Actually my problem is some kind of budget equation In the form of
y(t) = f{ x(t), z(t), h(t), j(t)}
where all x, z, h and j are independent time series in favor of a variable. As soon as each variable can be represented as an ARIMA model. I wonder if it is beneficial to first take a regression between data of all varaibles to get coeficeints of a regression and next replace each variable with it's ARIMA model in regression. Actually I prefer it because any further scenarios can be represented in the form of coefients.
where a, b, c, d and e coefficeints will be calculated from regression procedure and each X, Z, H and T variables will be replaced by an ARIMA. Time series model.

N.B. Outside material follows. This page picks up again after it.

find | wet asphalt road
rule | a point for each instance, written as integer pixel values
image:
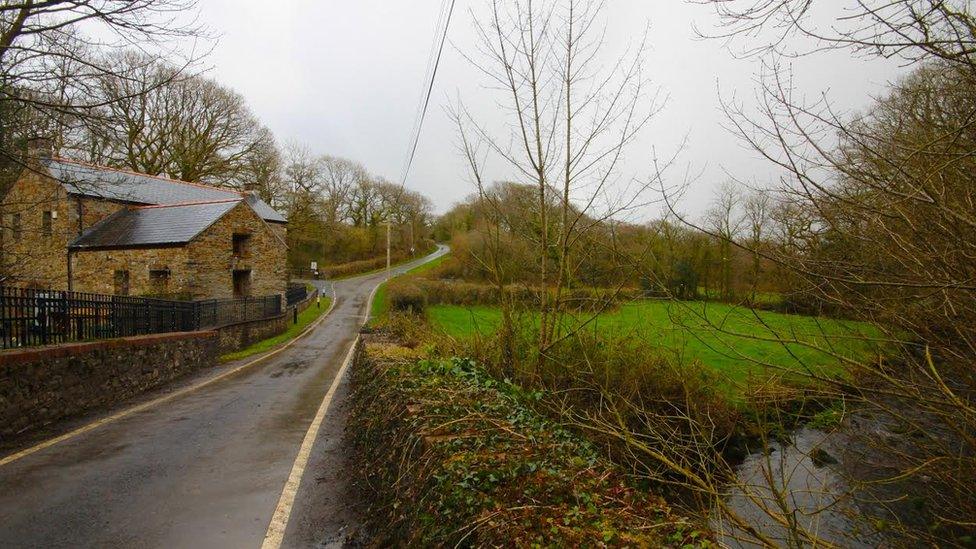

the goal is to drive an equation which each of a, b, c and d coefiecients can be multiplied by another coeficient in scenario generation
Babak Vaheddoost i wanted to know if i can perform an arima model with my data having just date period (monthly) with other variable i.e weight so as to predict for the following months. Thank You
Sebastian Asuka , if I understand correctly you are trying to model a single time series of something which is recorded in monthly intervals. For example, the monthly time series of average wind speed, streamflow, sunny hours, etc. am I, right?
- If the answer is yes. I must tell you that you can do it but you have to be careful about physical relevance. I mean, you have to be careful not to do a meaningless analysis.